Our attention is directed to no decision, and none is cited in the prevailing opinion in this case, which has sustained a cause of action of this character. On the contrary, in Hocking Valley R. Co. v. Barbour ( 190 App. Div. 341) this court refused the enforcement of a contract having such a tendency, and in Attridge v. Pembroke ( 235 App. Div. 101) the Appellate Division of the Fourth Department in a well-reasoned opinion followed the same principle. In Roberts v. Criss (266 Fed. 296) the Circuit Court of Appeals for the Second Circuit refused enforcement of a contract which necessarily involved the breach of a contract by one of the parties and a third. Two other jurisdictions have adhered to this rule ( Rhoades v. Malta Vita Pure Food Co., 149 Mich. 235; Wanderers Hockey Club v. Johnson, [Brit. Col.] 25 West. L. Rep. 434). It is significant that the three cases last referred to are cited with approval in the Reiner Case (p. 256). Professor Williston expresses a similar view (3 Williston Cont. § 1738) as does also Wald's Pollock on Contracts ([3d Am. ed.] 376). Indeed the tendency in this direction is the subject of comment in 83 American Law Reports, 32, where the decisions are collated and reviewed. Perhaps the growing recognition of the principle is due to the increased importance of contracts of all kinds in modern life and the necessity, at times, of protecting them against premeditated violation by something more than an award of damages, which, we know, are often not collectible. (See Barbour's, The "Right" to Break a Contract, 16 Mich.
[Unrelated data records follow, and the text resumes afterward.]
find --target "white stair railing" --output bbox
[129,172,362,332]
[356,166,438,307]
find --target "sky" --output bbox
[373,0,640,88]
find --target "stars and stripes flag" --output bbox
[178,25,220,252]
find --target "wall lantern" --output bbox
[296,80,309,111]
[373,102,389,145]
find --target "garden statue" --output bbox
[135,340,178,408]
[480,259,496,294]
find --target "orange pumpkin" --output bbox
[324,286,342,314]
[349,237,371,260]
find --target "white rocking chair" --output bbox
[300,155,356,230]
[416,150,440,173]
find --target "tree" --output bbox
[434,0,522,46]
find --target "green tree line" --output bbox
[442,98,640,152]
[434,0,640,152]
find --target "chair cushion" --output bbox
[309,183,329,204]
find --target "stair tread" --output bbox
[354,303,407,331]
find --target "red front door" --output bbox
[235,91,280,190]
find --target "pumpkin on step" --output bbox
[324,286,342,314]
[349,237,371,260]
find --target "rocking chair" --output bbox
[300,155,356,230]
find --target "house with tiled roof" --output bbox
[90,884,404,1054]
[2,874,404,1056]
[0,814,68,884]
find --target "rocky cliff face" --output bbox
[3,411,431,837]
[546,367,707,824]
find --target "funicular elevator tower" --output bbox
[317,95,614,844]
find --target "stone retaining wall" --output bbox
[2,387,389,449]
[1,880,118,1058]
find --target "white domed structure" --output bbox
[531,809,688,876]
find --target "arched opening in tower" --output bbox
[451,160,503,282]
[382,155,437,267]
L. Rev. 106.) Finally, as strongly indicative of what I think is the prevailing view, section 576 of the American Law Institute's Restatement of the Law of Contracts provides that "A bargain, the making or performance of which involves breach of a contract with a third person, is illegal."
In consonance with decisions in this and other courts, with the opinions of leading commentators and with the salutary public policy to be served, I think we should hold this contract to be unenforcible. For these reasons I favor affirmance of the judgment.
MERRELL, J., concurs.
Judgment reversed and a new trial ordered, with costs to the appellant to abide the event.